Aubrey de Grey looks and speaks like a wizard, but don’t dismiss him. He stands out as one of the most impassioned and well-reasoned advocates for longer, healthier life. His non-profit, the SENS Foundation (Strategies for Engineered Negligible Senescence), seeks to use regenerative medicine to combat the disability and illnesses associated with aging. In his talk last year at TEDMED, he outlined how a “maintenance approach” could drastically extend the length of healthy life by systematically combating the damage our bodies accumulate as they age. Watch the video below and you’ll start to believe that regenerative medicine is on the path to curing old age.

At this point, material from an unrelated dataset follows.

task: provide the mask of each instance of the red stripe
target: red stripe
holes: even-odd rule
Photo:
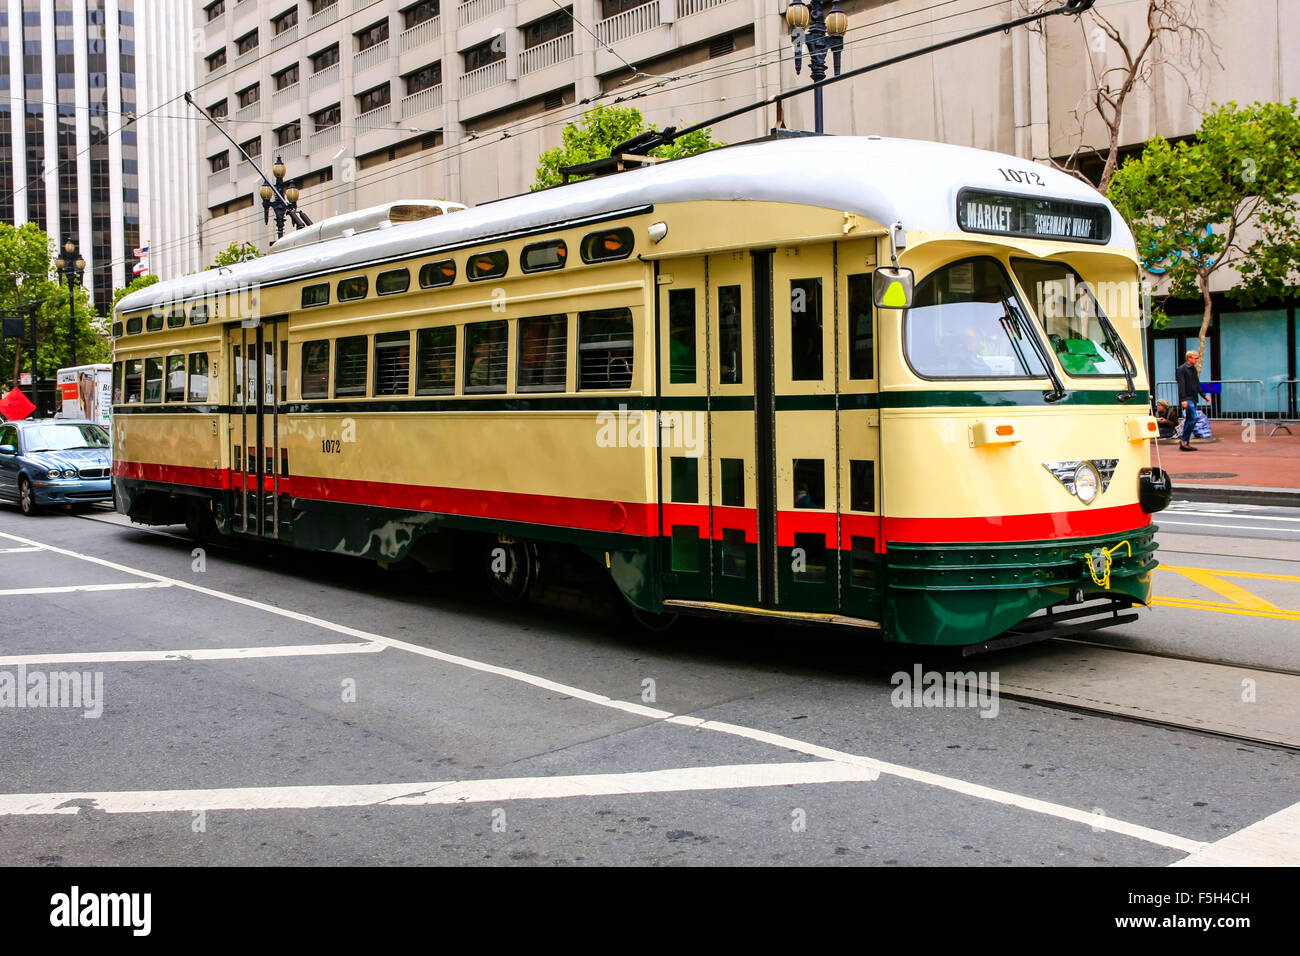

Regenerative medicine includes a wide range of scientific endeavors, from genetic therapies to immune system training. Stem cells get the most attention, and perhaps rightfully so. Growing a new organ in a lab, or even in the body, is pretty remarkable stuff. What we need to remember though is that scientific research is developing many different treatments for injury to our bodies. Aubrey de Grey proposes that this research (with a few additions) will be enough to keep us healthy and fit well beyond our current expectations. He outlines seven major types of damage that cause the problems associated with aging and the means to combat each (12:15).
Repairing damage, “maintenance”, could be enough to keep us going for a very long time, and in a very healthy state. In essence, de Grey is debunking the myth that getting old and frail is a necessity. Instead, he proposes that regenerative medicine, which is advancing quite rapidly, may provide longevity by the steady and cautious repair of our systems down to the cellular level. It’s an idea that requires us to rethink our attitudes about aging. The only real barrier between us and living longer could be our apathy in pursuing this kind of research.